Is there something that you learned from the first time that you directed that you’re definitely going to bring to the table this time around?
Daphne Zuniga: The one thing I’ve learned is that, if you really want it, if something is in your head and you really want it to be on camera, you can’t let go of it and assume somebody else a) knows what you’re talking about, and b) is going to carry it through. Carry it out. It’s a lot of moving parts to make one image on camera. So whether it’s like we have to be at the magic hour at six o’clock on that day on that mountain, that doesn’t mean like somewhere between four and five or six, it means exactly six and then we have to start shooting at six-fifteen. So to make all this happen you cannot leave it up to chance, you have to be very specific. Like there were some shots that I loved in my last movie that I just saw in my brain, and they wouldn’t leave my mind. So I wanted a steady cam on that day, I wanted it to be nighttime, I wanted a certain song, I wanted a certain emotion from this actor at that point. And all those together, I just had to make sure all those things were happening. I was really satisfied when it all came together, and then there were some things that I didn’t realize so they missed the mark. They weren’t exactly what I wanted, but it’s all learning process.

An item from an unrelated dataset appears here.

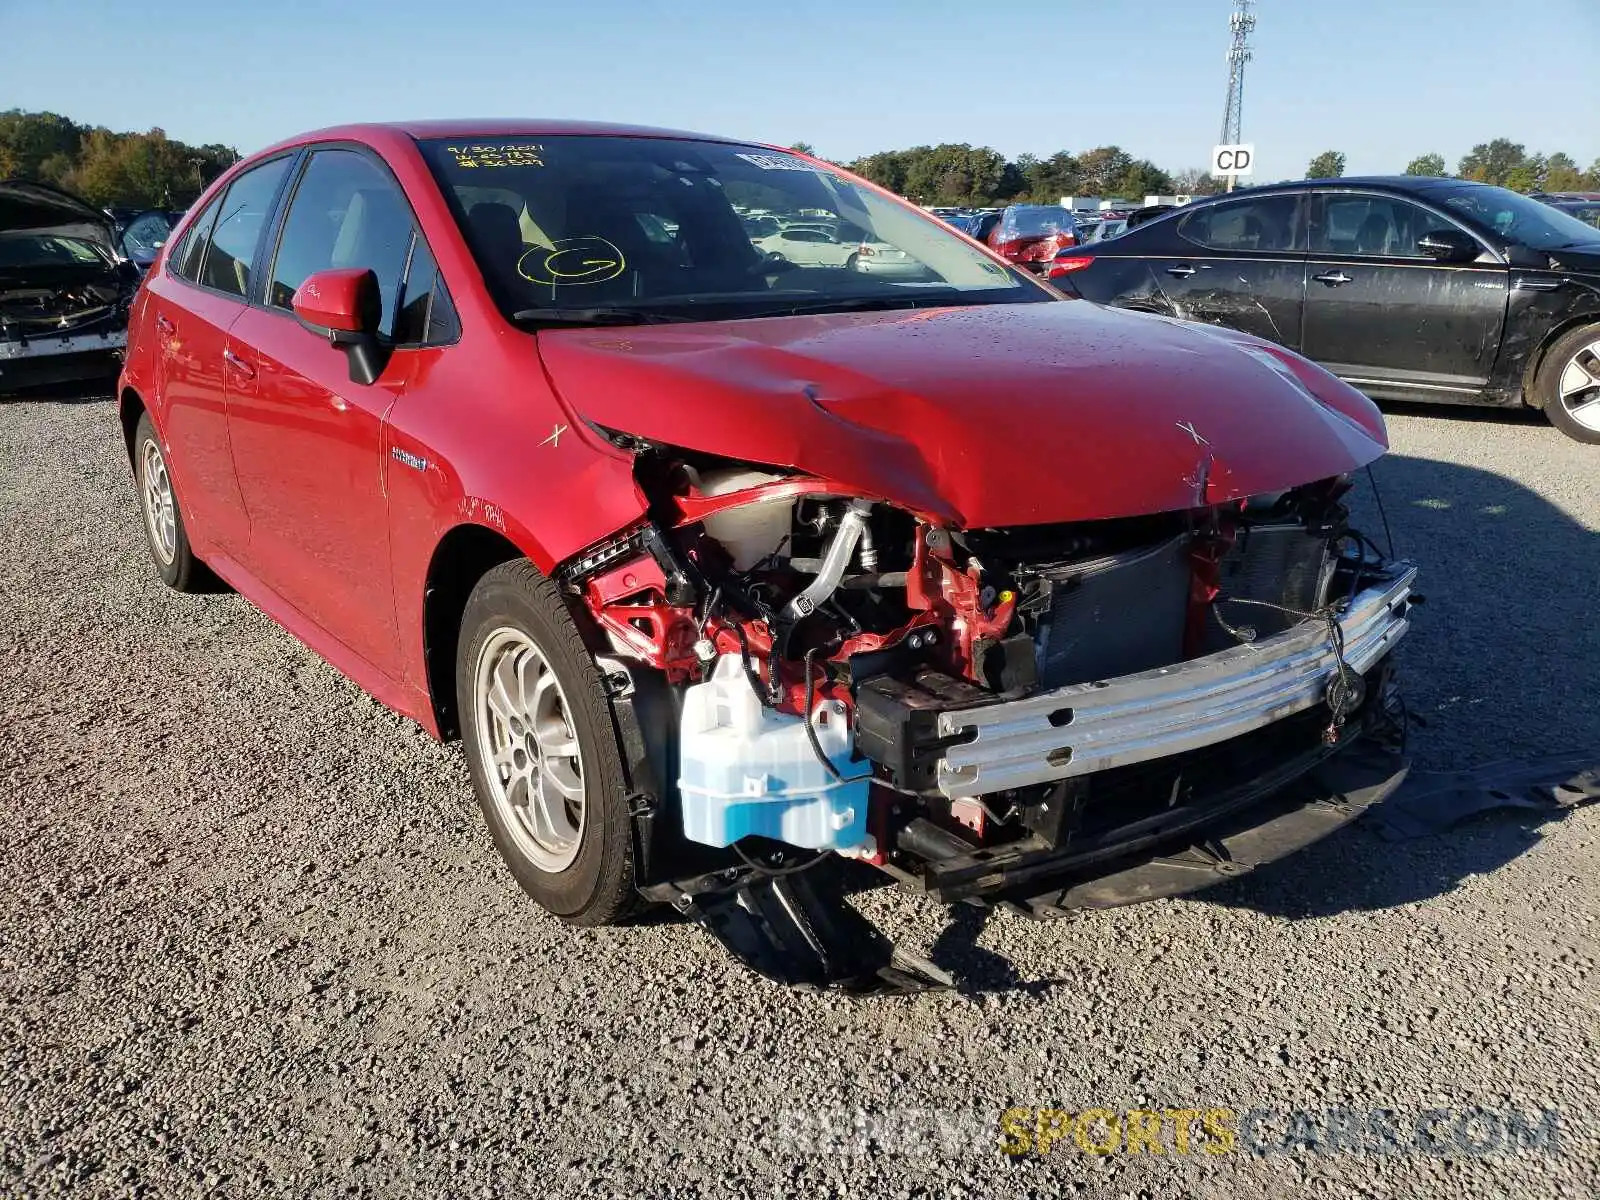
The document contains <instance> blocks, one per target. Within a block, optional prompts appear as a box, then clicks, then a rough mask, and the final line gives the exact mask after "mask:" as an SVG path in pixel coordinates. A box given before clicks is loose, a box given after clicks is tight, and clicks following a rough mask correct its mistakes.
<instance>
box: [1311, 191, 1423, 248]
mask: <svg viewBox="0 0 1600 1200" xmlns="http://www.w3.org/2000/svg"><path fill="white" fill-rule="evenodd" d="M1317 202H1318V205H1320V214H1318V218H1317V219H1315V221H1314V222H1312V230H1310V251H1312V253H1314V254H1358V256H1362V258H1418V259H1426V258H1427V254H1424V253H1422V251H1421V250H1418V248H1416V243H1418V240H1421V237H1422V235H1424V234H1429V232H1432V230H1435V229H1453V226H1451V222H1448V221H1445V219H1443V218H1442V216H1437V214H1435V213H1430V211H1429V210H1426V208H1422V206H1421V205H1414V203H1411V202H1410V200H1400V198H1398V197H1392V195H1360V194H1352V192H1325V194H1323V195H1320V197H1317Z"/></svg>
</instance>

You’re working with Jason Priestley on this Lifetime movie and we’re currently immersed in this whole era of reboots and revivals. How do you feel about these iconic shows coming back now? I find that so fascinating.
Daphne Zuniga: I feel like everything kind of has been coming back. Like the ’70s kind of came back with Dukes of Hazzard and whatnot. I’m going to look at this 90210 and see how it is and see if it’s worth putting heads together with some Melrose Place fans.
Would you be interested in something like that in the future?
Daphne Zuniga: It really depends on the script. If it’s tongue-in-cheek and a comedy, that would have to be good. I know that people would be open to it if the material’s great.